DESCUMPRIMENTO DE UM TERMO DE AJUSTE DE CONDUTA
A ação foi proposta após o descumprimento de um termo de ajuste de conduta (TAC) firmado em 2013, que proibia a transferência, cessão, locação ou qualquer forma de alienação do imóvel por um período mínimo de dez anos. O acordo determinava que o bem fosse utilizado exclusivamente como moradia pela beneficiária e sua família.
TRANSAÇÃO IRREGULAR
De acordo com a apuração do Ministério Público (MPE), a beneficiária vendeu o imóvel em 2017, antes do prazo permitido, por meio de um Instrumento Particular de Compra e Venda.

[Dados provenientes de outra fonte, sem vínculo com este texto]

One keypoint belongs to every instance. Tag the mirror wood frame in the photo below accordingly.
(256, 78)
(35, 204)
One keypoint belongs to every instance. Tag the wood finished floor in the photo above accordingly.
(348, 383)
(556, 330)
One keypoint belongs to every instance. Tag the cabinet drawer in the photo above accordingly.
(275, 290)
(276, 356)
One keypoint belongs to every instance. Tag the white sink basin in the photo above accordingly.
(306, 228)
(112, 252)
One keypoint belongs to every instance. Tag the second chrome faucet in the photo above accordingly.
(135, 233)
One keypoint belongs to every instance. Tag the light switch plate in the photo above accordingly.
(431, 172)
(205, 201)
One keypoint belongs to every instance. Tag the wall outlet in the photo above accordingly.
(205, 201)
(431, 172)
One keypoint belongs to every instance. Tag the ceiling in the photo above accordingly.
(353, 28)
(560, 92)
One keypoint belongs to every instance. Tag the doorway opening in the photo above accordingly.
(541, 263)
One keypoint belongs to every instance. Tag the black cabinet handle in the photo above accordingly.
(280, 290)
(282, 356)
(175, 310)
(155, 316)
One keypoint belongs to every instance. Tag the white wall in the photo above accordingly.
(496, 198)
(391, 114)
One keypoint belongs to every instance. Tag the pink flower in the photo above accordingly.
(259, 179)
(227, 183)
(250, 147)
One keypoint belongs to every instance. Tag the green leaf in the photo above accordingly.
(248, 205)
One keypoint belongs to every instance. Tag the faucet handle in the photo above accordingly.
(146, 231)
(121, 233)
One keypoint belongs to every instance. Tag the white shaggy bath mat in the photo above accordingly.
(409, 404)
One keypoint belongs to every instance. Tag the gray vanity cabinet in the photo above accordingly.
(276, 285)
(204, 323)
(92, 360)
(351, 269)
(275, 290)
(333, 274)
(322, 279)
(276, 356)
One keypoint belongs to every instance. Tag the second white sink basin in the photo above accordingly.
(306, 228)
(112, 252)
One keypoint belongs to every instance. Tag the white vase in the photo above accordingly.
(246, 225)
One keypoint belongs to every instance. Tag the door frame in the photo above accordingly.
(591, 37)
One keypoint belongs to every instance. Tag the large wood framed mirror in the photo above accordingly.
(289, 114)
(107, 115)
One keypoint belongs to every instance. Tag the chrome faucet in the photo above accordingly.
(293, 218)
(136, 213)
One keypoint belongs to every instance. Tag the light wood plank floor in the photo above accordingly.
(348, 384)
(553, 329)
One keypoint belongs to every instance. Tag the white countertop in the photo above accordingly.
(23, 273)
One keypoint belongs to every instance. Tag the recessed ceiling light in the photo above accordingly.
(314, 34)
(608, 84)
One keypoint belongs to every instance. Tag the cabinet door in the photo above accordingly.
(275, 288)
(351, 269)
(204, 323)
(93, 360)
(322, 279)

Em depoimento à Promotoria, ela admitiu ter recebido R$ 23 mil pela transação irregular.
CADASTRO IMOBILIÁRIO MUNICIPAL FOI ALTERADO
O Ministério Público também constatou que o cadastro imobiliário municipal foi alterado de forma irregular, com possível anuência ou omissão da administração pública, violando os princípios da legalidade e moralidade.

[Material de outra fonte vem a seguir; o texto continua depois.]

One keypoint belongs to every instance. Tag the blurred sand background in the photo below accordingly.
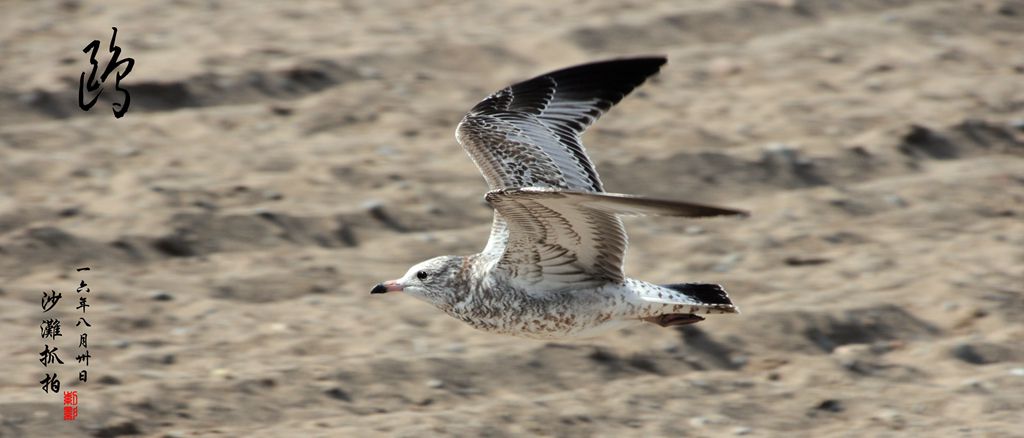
(280, 159)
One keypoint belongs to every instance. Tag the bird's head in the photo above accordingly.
(434, 280)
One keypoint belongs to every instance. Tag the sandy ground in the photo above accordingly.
(279, 160)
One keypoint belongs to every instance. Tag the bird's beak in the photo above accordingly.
(389, 286)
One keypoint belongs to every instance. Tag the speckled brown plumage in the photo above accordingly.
(553, 265)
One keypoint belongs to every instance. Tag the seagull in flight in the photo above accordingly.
(553, 265)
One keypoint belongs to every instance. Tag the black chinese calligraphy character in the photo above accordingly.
(50, 329)
(48, 356)
(50, 383)
(92, 85)
(49, 302)
(82, 357)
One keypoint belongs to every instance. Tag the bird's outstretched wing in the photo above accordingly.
(560, 239)
(527, 134)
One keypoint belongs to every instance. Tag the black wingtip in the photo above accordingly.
(705, 293)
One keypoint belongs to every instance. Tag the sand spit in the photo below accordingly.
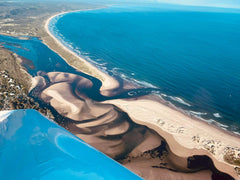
(108, 128)
(108, 82)
(184, 135)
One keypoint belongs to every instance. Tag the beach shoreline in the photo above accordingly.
(108, 82)
(186, 136)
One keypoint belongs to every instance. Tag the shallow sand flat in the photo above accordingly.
(179, 130)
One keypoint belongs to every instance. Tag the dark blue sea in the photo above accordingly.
(192, 54)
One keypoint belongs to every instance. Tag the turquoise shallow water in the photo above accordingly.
(191, 54)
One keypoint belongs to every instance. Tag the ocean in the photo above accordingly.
(190, 54)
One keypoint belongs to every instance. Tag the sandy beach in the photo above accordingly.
(108, 82)
(184, 135)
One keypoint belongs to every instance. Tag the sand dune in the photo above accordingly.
(108, 125)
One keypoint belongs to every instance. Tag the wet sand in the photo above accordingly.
(108, 125)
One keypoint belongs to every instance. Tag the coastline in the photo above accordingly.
(108, 82)
(185, 135)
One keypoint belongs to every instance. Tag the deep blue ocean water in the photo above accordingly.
(192, 54)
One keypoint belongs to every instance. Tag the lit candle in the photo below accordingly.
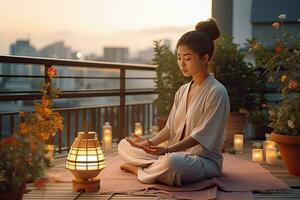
(271, 154)
(107, 137)
(268, 144)
(238, 142)
(257, 155)
(138, 129)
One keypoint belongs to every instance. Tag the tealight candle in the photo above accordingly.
(271, 155)
(257, 155)
(107, 137)
(138, 129)
(238, 142)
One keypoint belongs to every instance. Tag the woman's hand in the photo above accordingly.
(137, 141)
(154, 150)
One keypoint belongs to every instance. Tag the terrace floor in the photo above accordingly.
(64, 190)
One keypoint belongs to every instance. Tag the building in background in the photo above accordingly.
(58, 50)
(116, 54)
(20, 48)
(246, 19)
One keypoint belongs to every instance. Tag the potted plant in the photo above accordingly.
(21, 159)
(283, 67)
(240, 80)
(169, 79)
(260, 119)
(43, 123)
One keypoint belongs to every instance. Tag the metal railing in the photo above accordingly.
(121, 116)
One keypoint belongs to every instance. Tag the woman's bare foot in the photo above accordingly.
(130, 168)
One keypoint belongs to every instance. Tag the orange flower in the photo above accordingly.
(293, 84)
(40, 184)
(276, 25)
(23, 129)
(52, 72)
(9, 140)
(33, 147)
(45, 101)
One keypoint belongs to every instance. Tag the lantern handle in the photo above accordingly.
(85, 127)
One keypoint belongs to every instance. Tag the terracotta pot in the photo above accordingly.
(162, 122)
(235, 124)
(289, 147)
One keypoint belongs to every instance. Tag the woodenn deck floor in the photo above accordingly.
(64, 190)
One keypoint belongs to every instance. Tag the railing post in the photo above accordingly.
(122, 133)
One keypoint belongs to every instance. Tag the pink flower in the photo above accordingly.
(276, 25)
(293, 84)
(282, 16)
(52, 72)
(278, 49)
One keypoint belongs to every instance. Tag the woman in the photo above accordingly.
(196, 124)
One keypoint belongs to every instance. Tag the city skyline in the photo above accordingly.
(85, 28)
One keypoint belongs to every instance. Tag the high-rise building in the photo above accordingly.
(116, 54)
(19, 48)
(58, 50)
(246, 19)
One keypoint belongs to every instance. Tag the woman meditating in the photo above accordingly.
(196, 124)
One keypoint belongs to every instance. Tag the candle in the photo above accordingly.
(268, 144)
(138, 129)
(238, 142)
(107, 137)
(257, 155)
(271, 154)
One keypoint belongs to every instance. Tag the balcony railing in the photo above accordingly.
(121, 116)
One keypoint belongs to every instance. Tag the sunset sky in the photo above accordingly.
(89, 25)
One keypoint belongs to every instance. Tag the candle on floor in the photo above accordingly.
(138, 129)
(238, 142)
(271, 155)
(267, 144)
(107, 137)
(257, 155)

IMÓVEL ESTÁ ALUGADO PARA TERCEIROS
“Atualmente, o imóvel está alugado para terceiros, o que desvirtua completamente a finalidade social do Programa Minha Casa Minha Vida, criado para assegurar moradia digna às famílias de baixa renda”, destacou o promotor André Felipe Santos Coelho.
RECOMENDAÇÃO NÃO ATENDIDA
Em junho de 2025, o MPE expediu recomendação à Prefeitura de Talismã para que retomasse o imóvel e adotasse as medidas judiciais cabíveis. No entanto, o município não tomou providências, mantendo-se omisso. “A falta de ação do município causa grave lesão ao patrimônio público e frustra a política habitacional voltada à população mais vulnerável”, afirmou o promotor.
MEDIDA JUDICIAL
- A suspensão imediata de qualquer ato de disposição do imóvel, sob pena de multa diária de R$ 1 mil;
- O bloqueio do cadastro imobiliário municipal, para impedir novas transferências;
- A comunicação ao Cartório de Registro de Imóveis para averbação da ação;
- A declaração de nulidade da venda irregular e a reintegração do imóvel ao patrimônio municipal;
- A devolução dos R$ 23 mil recebidos pela beneficiária, com correção e juros; e a seleção de novo beneficiário, conforme os critérios do programa habitacional.